Briefly noted: While in most cases, rumination syndrome does not require manometry for diagnosis, in cases of uncertainty, it can be helpful. A recent retrospective study (FR Grunder, A Aspirot, C Faure. JPGN 2017; 65: 627-32) highlights the utility of high-resolution esophageal manometry (HREM) in the diagnosis of rumination syndrome using 15 patients with rumination and 15 control patients.
Background: The sensitivity of HREM can be lower in a clinical setting as many “subjects with rumination are often able to tolerate the test meal during the manometry study with minimal or no symptoms.”
HREM also helps determine whether rumination is primary, secondary or if there is supragastric belch-associated rumination.

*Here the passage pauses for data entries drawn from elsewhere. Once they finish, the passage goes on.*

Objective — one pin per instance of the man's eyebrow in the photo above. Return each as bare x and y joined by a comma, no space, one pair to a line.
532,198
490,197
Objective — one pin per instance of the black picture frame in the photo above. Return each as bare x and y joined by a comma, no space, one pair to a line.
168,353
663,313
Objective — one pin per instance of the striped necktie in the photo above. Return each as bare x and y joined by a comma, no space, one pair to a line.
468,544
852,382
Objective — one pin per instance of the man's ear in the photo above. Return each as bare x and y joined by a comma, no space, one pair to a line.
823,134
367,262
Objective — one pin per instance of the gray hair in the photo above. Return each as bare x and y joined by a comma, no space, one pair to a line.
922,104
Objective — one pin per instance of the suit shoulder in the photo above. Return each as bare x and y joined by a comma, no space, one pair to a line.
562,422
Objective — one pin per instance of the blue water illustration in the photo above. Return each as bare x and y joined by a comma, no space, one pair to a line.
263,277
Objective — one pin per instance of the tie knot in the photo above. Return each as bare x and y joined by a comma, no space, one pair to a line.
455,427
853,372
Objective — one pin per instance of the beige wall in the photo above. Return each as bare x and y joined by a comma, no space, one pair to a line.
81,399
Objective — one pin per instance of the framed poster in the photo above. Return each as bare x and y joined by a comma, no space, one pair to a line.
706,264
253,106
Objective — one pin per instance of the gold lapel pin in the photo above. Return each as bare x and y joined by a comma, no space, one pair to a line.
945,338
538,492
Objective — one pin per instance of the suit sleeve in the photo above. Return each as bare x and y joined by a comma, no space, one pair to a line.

- Primary rumination indicates that abdominal pressure increases before the retrograde flow
- Secondary rumination indicates that abdominal pressure increases after a reflux event
- Supragastric belch-associated rumination indicates an association of air inflow (detected with combined impedance) in the esophagus immediately followed by a rumination event
Key finding from this study:
- HREM had a sensitivity and specificity of 80% and 100% respectively to confirm the diagnosis of rumination. “the association of a clinical rumination episode with a rise in gastric pressure >30 mmHg seems to be specific for the diagnosis of rumination syndrome in children.”
My take: Manometry is usually not needed for the diagnosis of rumination syndrome but does help explain the pathophysiology.